Triángulo de Amor Bizarro
Dice
Iago Martínez, periodista y autor de la reciente biografía Lois Pereiro.
Vida e obra (Xerais, 2011), en un artículo del mes de abril en el Xornal de
Galicia, que esta edición de O Dia das Letras Galegas dedicada a la figura del escritor
de Monforte de Lemos “debería servir para rescatar al poeta del personaje en el
que lleva instalado desde su muerte prematura y para conocer bien su obra”.
Ciertamente, la calificación de poeta maldito aparece con demasiada facilidad
para referirse a él, y hasta cierto punto es comprensible pensar que su obra ha
quedado eclipsada por una iconografía abusiva: stencils con su rostro
macilento; grupos que adaptan algún poema suyo sobre la drogadicción, sin que
nos demos cuenta de que con esa selección estamos jerarquizando mucho,
demasiado, la imagen poética de Pereiro; o biografías fascinadísimas por la
personalidad del poeta. Sí, habemus Papa. Sin embargo, una lectura de su
obra no termina de poner del todo en entredicho esta fenomenología: si bien la
obra de Pereiro exige un tratamiento estrictamente literario, también es cierto
que toda su poesía está embebida de cierto aire maldito, nos guste o no, por
mucho que Eloy Fernández Porta diga —y con razón— que hoy en día el
ennui, el spleen, el tedio de marras, solamente lo experimenta algún profesor
de secundaria en Manlleu.
Lo maldito nos fascina.

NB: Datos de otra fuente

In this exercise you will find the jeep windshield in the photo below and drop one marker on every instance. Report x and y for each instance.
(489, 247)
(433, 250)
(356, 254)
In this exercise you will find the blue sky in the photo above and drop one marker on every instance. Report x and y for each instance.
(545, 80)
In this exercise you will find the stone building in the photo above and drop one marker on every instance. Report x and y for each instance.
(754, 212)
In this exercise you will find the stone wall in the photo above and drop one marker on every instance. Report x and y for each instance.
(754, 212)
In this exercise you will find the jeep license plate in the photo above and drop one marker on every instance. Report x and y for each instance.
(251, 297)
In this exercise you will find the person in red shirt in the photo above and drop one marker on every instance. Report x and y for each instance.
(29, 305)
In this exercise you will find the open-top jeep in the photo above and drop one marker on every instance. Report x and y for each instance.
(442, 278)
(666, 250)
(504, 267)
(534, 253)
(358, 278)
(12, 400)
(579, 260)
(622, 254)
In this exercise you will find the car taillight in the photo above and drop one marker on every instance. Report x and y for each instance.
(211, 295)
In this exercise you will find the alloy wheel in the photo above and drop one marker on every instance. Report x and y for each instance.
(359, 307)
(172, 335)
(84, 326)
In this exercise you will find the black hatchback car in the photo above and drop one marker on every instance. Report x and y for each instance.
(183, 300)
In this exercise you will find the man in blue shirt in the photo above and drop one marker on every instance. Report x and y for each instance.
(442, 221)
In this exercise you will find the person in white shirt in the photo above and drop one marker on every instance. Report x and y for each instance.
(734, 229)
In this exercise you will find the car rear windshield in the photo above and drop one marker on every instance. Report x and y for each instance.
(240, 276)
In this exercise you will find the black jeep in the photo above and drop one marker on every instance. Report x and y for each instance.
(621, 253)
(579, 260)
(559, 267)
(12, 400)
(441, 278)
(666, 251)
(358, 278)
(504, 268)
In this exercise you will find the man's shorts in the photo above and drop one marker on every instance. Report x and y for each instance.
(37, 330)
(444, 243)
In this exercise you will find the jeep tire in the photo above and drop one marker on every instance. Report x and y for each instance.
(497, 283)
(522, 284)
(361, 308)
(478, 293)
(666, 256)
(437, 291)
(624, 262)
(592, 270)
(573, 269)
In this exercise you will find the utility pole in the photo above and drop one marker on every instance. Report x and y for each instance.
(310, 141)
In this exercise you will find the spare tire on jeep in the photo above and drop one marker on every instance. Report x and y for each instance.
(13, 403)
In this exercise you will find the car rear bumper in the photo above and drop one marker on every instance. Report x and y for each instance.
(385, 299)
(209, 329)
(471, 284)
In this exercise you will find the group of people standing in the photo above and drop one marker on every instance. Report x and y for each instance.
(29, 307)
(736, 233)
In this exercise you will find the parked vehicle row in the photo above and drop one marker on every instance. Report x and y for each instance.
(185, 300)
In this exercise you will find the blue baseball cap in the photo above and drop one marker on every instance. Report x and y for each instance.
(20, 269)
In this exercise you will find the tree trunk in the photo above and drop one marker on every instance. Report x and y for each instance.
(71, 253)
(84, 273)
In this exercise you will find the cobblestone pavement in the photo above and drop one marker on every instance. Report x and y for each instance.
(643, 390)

Nos fascina que Ian Curtis muriera tan joven o que
Rimbaud abandonara la poesía para vivir peligrosamente. Pero las maldiciones,
en realidad, no molan. Llevar una vida al límite para poder ver las cosas de un
modo distinto a veces es un precio demasiado alto y estimarlo conlleva elevadas
dosis de ingenuidad, por mucho legado musical o literario que esa actitud
suponga. La veracidad del sufrimiento en el sujeto maldito ha de ser inapelable
para que su actitud no nos parezca la pose de un capullo. Hace poco Darren
Arronofsky trataba colateralmente este tema en su película Cisne negro y
volvía a colarnos la misma mentirijilla de siempre. La bailarina que
protagoniza su historia pretende realizar una interpretación artística total,
aunando la oscuridad y la luz de lo artístico, la disciplina apolínea y el
furor dionisíaco, y sus escarceos con el lado oscuro ofrecían la terminación al
uso: interpretación perfecta con muerte del artista. Arronofsky nos vuelve a
recordar que la perfección apela al exceso, y el exceso a su vez, la pérdida
del control, el éxtasis, comporta dos tarjetas amarillas y la expulsión del
campo de juego. Pero hay una treta. Cuando el artista muere el cadáver queda
oculto y el césped limpio, el público aplaude la jugada pero no se horroriza
porque no hay sangre y es sublime. Pero qué hubiera pasado si, en vez de acabar
con su propia vida: la opción menos jodida al fin y al cabo, el furor
dionisíaco hubiera llevado a Natalie Portman a cargarse a su colega Mila Kunis:
entonces tendríamos un cadáver que el arte no hubiera desintegrado, ahí,
ensuciando el camerino, y encima una artista peligrosa sobre las
tablas. Eso sería lo terrible de verdad y el perfil realista del arte
maldito. El artista maldito esconde el polvo y el sudor debajo del felpudo y
pone los brazos en jarras para que se vea mejor la letra ese de superhombre que
lleva en el pecho. Pero nadie dirá, en cambio, que los delitos de Farruquito o
de Polanski son gajes del oficio artístico, sino crímenes. Según la maniobra de
Arronofsky, el borracho es solo un bohemio y el yonki un artista del trapecio.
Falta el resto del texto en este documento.